Any help? Pleeaase, I paid good money for this and steam does this to me!

Thanks.


----------



## Dystopia

The game sucks, why would you want it?  Lol, looks like steam is broken right now xD

OK, so I will TRY to help  Is there anything that is missing? Like maybe a DLL file? I know when I..had..the game  I had the same problem. I just downloaded the file, and it worked.


----------



## WeatherMan

Make a new account, buy the game again & see if the new one works?

*LOL*


----------



## Matthew1990

Bootup05 said:


> Make a new account, buy the game again & see if the new one works?
> 
> *LOL*



NICE! xD


----------



## awildgoose

Ok guys, this is serious time. I spent money on this game.
All that comes up is "Bm Game has stopped working 
check online for solution
close the program"

It doesn't say anything about missing files or anything.


----------



## Rit

Were you able to do a straight download without any connection interruptions? (ie restart computer, internet crash, etc..)  Also, have you tried to re-install it?


----------



## awildgoose

Rit said:


> Were you able to do a straight download without any connection interruptions? (ie restart computer, internet crash, etc..)  Also, have you tried to re-install it?



Well, I got it from steam, which uses torrent type technology from what I can tell, but yea I did have to turn my computer off twice (Australia has slow net). I defiantly ain't redownloading this 8gigs.


----------



## Rit

Even though it's torrent it still can download improperly. I don't use steam anymore so I don't remember how easy it is to un-install and re-install.


----------



## linkin

go to the properties of the game in steam and try clicking on "verify integrity of game cache" and see what it says. you probably might have to download it again.

And you have 120 gigs of downloads anyway


----------



## awildgoose

linkin said:


> go to the properties of the game in steam and try clicking on "verify integrity of game cache" and see what it says. you probably might have to download it again.
> 
> And you have 120 gigs of downloads anyway



Ok thanks.
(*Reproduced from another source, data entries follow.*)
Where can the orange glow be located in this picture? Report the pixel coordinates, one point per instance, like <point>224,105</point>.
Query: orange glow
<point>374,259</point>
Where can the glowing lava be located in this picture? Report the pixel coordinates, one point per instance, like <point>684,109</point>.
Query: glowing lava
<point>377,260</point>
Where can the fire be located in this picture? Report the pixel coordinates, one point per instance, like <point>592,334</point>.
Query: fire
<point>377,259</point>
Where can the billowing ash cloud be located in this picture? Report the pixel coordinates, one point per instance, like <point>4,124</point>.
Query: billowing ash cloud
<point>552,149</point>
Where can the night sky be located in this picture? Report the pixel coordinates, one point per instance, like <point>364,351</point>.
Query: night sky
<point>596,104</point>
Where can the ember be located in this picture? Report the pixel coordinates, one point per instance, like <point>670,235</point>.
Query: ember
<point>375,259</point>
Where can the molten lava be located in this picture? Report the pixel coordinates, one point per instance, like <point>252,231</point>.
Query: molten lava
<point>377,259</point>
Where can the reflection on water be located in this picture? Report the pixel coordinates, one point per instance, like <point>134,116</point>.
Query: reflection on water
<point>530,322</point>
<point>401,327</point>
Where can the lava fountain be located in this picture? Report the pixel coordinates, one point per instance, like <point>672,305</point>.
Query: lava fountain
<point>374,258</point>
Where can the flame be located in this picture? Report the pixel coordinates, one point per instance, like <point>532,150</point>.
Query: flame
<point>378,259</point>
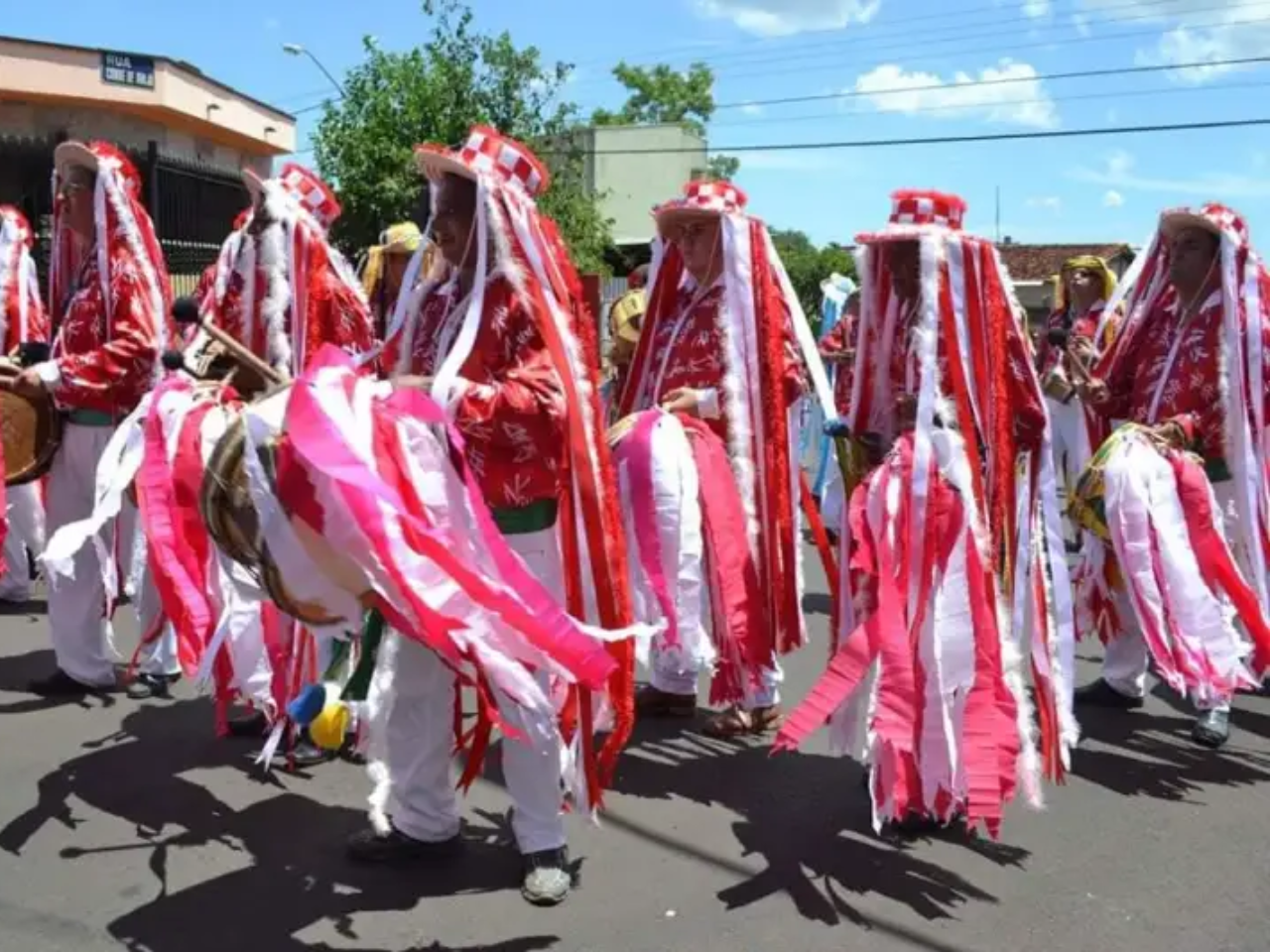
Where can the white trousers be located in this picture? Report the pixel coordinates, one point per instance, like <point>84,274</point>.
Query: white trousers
<point>80,631</point>
<point>420,737</point>
<point>676,669</point>
<point>1127,657</point>
<point>26,517</point>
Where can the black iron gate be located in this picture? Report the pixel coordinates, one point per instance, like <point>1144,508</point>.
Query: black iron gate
<point>191,204</point>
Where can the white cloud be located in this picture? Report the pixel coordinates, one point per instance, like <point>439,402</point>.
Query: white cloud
<point>1194,32</point>
<point>1021,100</point>
<point>784,18</point>
<point>1119,173</point>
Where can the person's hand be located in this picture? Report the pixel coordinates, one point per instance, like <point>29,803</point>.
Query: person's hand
<point>1173,434</point>
<point>1093,393</point>
<point>411,381</point>
<point>26,384</point>
<point>683,400</point>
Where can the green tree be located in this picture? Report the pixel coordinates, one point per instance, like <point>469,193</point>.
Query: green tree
<point>808,266</point>
<point>435,93</point>
<point>658,94</point>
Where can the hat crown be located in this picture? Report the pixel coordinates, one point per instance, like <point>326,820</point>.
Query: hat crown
<point>310,193</point>
<point>486,150</point>
<point>921,207</point>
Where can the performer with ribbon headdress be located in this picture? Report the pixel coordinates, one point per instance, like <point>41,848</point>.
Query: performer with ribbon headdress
<point>710,465</point>
<point>24,322</point>
<point>109,285</point>
<point>1067,350</point>
<point>952,548</point>
<point>499,340</point>
<point>1180,493</point>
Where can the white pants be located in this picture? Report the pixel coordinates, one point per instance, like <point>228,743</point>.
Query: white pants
<point>26,518</point>
<point>1127,657</point>
<point>80,631</point>
<point>676,669</point>
<point>420,737</point>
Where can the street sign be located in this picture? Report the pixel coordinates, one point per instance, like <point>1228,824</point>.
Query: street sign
<point>128,70</point>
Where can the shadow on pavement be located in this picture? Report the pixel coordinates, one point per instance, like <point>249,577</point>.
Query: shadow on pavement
<point>807,816</point>
<point>294,873</point>
<point>1152,756</point>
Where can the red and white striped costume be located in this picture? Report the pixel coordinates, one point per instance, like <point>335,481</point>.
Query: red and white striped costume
<point>1191,531</point>
<point>953,561</point>
<point>22,320</point>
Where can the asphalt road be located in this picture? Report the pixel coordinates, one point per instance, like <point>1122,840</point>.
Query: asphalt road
<point>127,825</point>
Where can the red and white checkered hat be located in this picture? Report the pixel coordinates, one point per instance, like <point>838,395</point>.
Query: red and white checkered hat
<point>486,153</point>
<point>1213,217</point>
<point>302,184</point>
<point>701,198</point>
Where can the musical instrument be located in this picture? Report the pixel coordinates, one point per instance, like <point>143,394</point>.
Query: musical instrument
<point>31,428</point>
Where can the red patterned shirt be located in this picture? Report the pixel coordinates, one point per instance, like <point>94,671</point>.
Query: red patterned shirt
<point>509,404</point>
<point>689,353</point>
<point>1173,372</point>
<point>99,367</point>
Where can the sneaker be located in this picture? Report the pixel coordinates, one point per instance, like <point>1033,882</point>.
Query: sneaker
<point>547,878</point>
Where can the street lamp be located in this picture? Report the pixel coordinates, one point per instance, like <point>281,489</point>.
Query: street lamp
<point>296,50</point>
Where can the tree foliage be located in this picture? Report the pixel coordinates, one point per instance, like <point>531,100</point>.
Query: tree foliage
<point>662,95</point>
<point>808,266</point>
<point>435,93</point>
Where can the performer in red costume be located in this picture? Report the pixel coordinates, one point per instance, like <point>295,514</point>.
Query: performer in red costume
<point>493,338</point>
<point>109,285</point>
<point>23,321</point>
<point>953,563</point>
<point>719,347</point>
<point>1193,363</point>
<point>278,286</point>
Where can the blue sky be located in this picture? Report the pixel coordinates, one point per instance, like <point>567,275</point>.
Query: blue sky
<point>897,61</point>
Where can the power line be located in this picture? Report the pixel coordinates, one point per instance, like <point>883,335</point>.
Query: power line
<point>943,140</point>
<point>996,104</point>
<point>1002,81</point>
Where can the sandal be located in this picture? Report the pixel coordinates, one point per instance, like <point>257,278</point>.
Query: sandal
<point>738,722</point>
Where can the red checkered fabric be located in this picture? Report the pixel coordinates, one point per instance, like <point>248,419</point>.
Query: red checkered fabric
<point>916,208</point>
<point>312,193</point>
<point>711,197</point>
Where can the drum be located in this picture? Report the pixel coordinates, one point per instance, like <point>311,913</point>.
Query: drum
<point>31,429</point>
<point>232,522</point>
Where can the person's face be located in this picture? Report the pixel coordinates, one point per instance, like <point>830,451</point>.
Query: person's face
<point>452,216</point>
<point>1191,258</point>
<point>1082,286</point>
<point>905,271</point>
<point>76,189</point>
<point>698,243</point>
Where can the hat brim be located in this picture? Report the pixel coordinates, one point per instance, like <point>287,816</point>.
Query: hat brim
<point>1174,222</point>
<point>436,166</point>
<point>73,155</point>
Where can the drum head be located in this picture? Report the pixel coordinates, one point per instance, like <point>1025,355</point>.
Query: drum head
<point>31,433</point>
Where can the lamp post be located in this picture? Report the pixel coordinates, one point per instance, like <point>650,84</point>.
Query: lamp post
<point>296,50</point>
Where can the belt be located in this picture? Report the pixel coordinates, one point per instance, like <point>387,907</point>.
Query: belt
<point>90,417</point>
<point>1216,470</point>
<point>535,517</point>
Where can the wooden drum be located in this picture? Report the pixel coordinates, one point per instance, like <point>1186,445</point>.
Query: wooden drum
<point>31,430</point>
It said "9 files failed to validate". It now needs to download 81mb, which isn't too bad I guess. 
This game... better work.. or :gun: <computer>


----------



## linkin

So did that work?

And if you're going to kill your i5, don't bother, give it to me


----------



## awildgoose

linkin said:


> So did that work?
> 
> And if you're going to kill your i5, don't bother, give it to me



Yea, it works now.

I'm not going to shoot _my_ computer, another one lol.


----------



## WeatherMan

In that case can I shoot it for you?


----------